Both these conditions, and many others, are very treatable and often the problem is getting the right diagnosis and then the appropriate treatment. It doesn't always work, but the vast majority of cases do get better!
Should I 'toughen up' my nipples?
NO!! In the old days, mums were often taught to prepare their nipples for nursing by rubbing them with a face washer or, and I'm not making this up, a toothbrush. This was supposed to make the nipple skin 'tougher' so as to withstand nursing. This is complete nonsense. Nipples do not develop calluses! You do not need to prepare your nipples in anyway. In fact, research has shown that women with inverted nipples who were givern special preparatory exercises, nipple rolling etc, actually did worse than those who did nothing.
I have to go back to work! How can I nurse?
The realities of today mean that women often find themselves having to go back to work after several months or even weeks of maternity leave. It goes without saying that he longer you can stay at home with your baby, the better.
Having said that, where there's a will, and appropriate support, there's a way.
In the case of returning to full-time work after 6 months, the baby will be on solids and the frequency of feeds is 5-6 over 24 hours. This means that you would be apart from the baby for 2 feeds or so. In order to maintain supply, you would need to pump twice in the working day. You actually have a legal right to have 2 x 15minute 'breastfeeding breaks' during the day, apart from a lunch break. All you need then is a private place, somewhere to store the milk- in a fridge or cooler- and a powerpoint (unless your pump has batteries or is manually operated.) It takes practice but it is doable. You would then take the milk home for use the next day. If you have to supplement a bit with formula, not so bad. Once you get home you can sit down and nurse your baby, who will be very happy to see you! Weekends, nurse freely to bring supply back up, as sometimes it drops off.
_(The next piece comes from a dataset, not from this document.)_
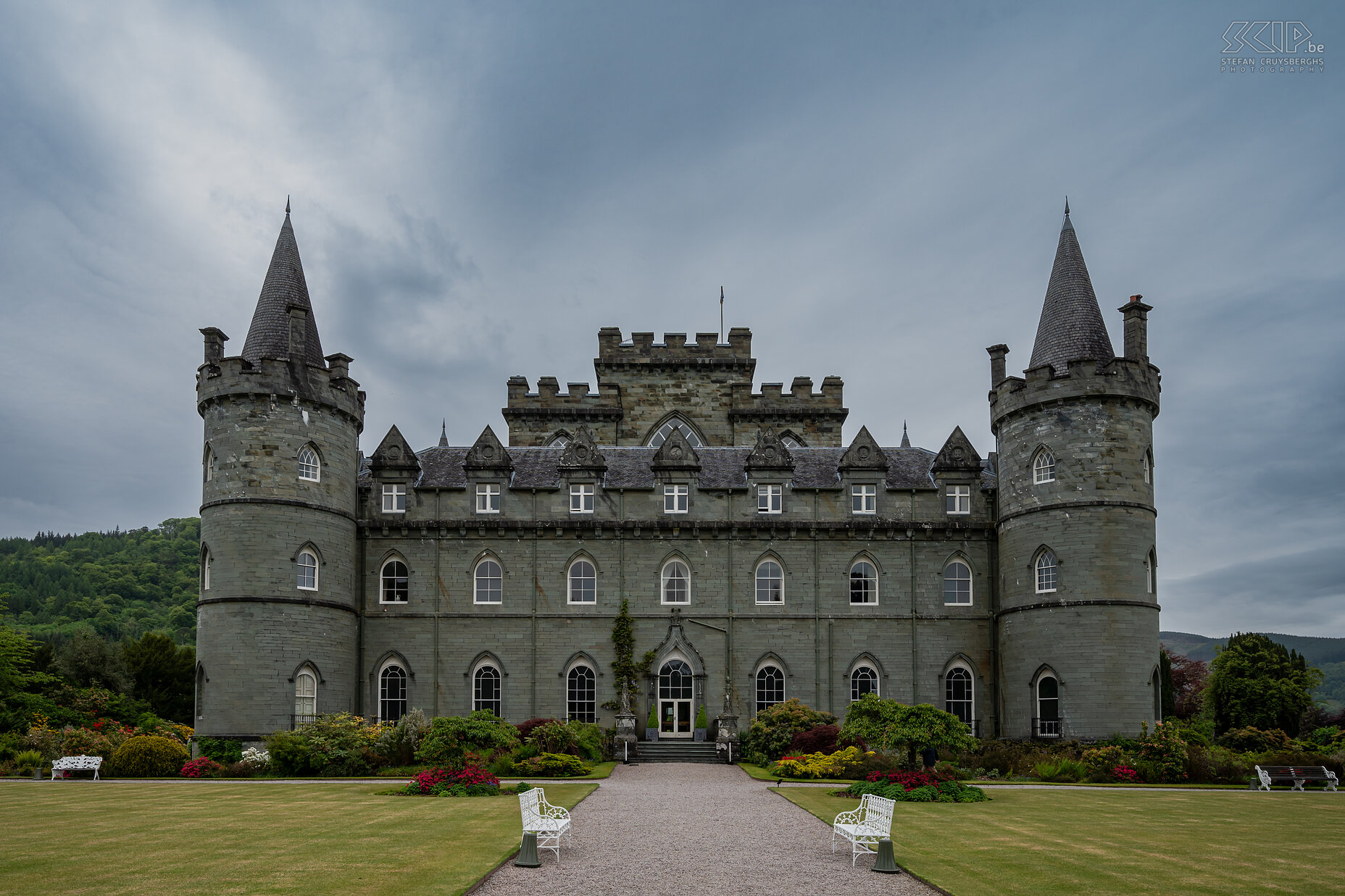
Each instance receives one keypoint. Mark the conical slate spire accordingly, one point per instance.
(268, 337)
(1071, 323)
My breasts are small and I was told I won't be able to nurse. Is this true?
THIS IS NOT TRUE.
Breast size is completely irrelevant to the ability to produce milk. Bigger breasts are bigger because they contain more fat, as a rule, not more glands and milk-producing tissue.
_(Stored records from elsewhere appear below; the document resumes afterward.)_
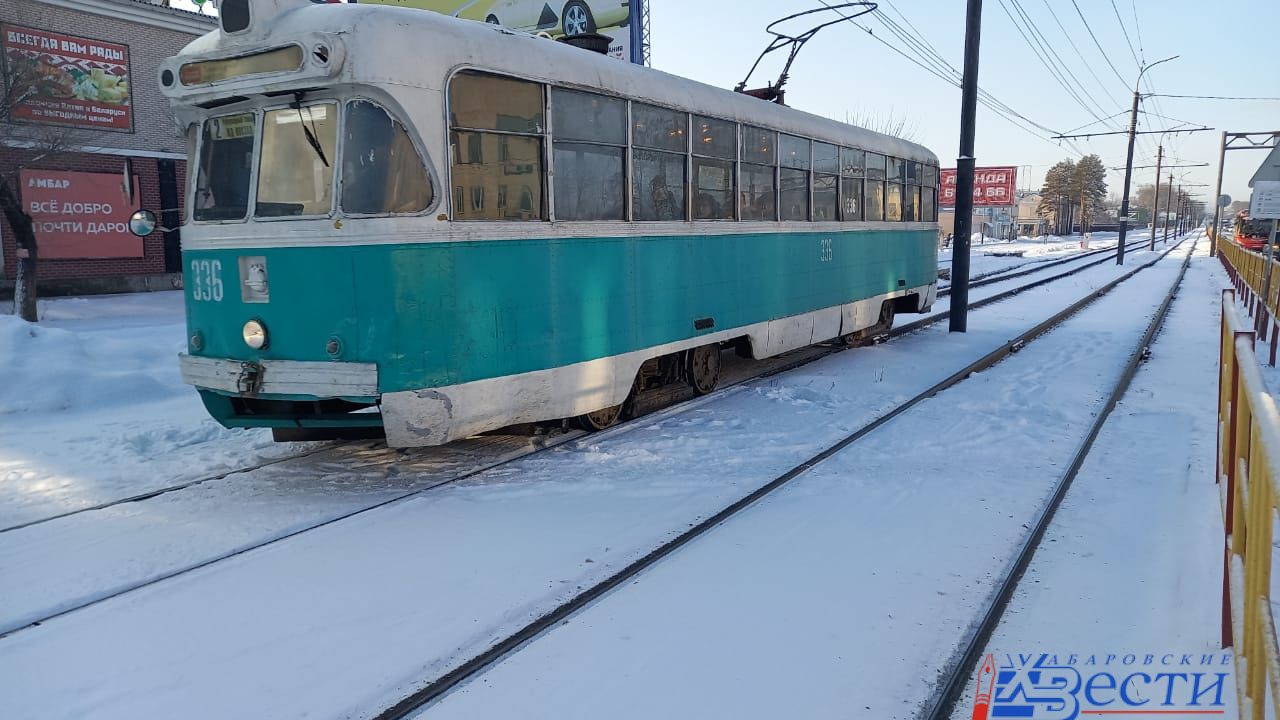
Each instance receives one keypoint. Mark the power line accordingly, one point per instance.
(950, 76)
(1214, 98)
(1137, 26)
(1042, 53)
(1125, 32)
(1105, 57)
Also, nipples come in all shapes and sizes; inverted nippes can make nursing more difficult at first, but the baby usually learns how to deal with it, and the nipples often 'pop out'.
My mum couldn't nurse us, does that mean that I won't be able to?
Your mother's breastfeeding experience does not predict yours. Hospital practices and advice from midwives, doctors and maternal and child health nurses has changed tremendously over the generations. It used to be very common for babies to be taken from mums after birth and washed before the breast was offered; evidence has shown that this can interfere with successful attachment. Babies were separated from mothers in nurseries and often only brought for a breastfeed every 4 hours; but newborns might need nursing every 2-3 hours. Sugar water or water was often given to newborns at birth to make sure the baby could swallow. These are only a few examples of practices which had a damaging effect on the success of breastfeeding.
On top of that, you are not a genetic clone of your mother, so whatever her 'milk-making' abilities were, nothing applies to you and your baby. Every baby and every lactaton is unique.
Do I have to get a pump? What type?
It really depends on what you plan to do. If you are returning to work then an portable electric pump, preferably double-sided for efficiency, is worth investing in. There are many on the market. If you need to pump in order to boost supply, then a hospital-grade electric pump such as the Medela Symphony can be rented from many pharmacies. If you only intend to pump from time to time, then a smaller hand-held pump such as the Avent Isis is usually sufficient. But you don't HAVE to get a pump just because. Hand expressing can be very effective, and is a skill easily learned.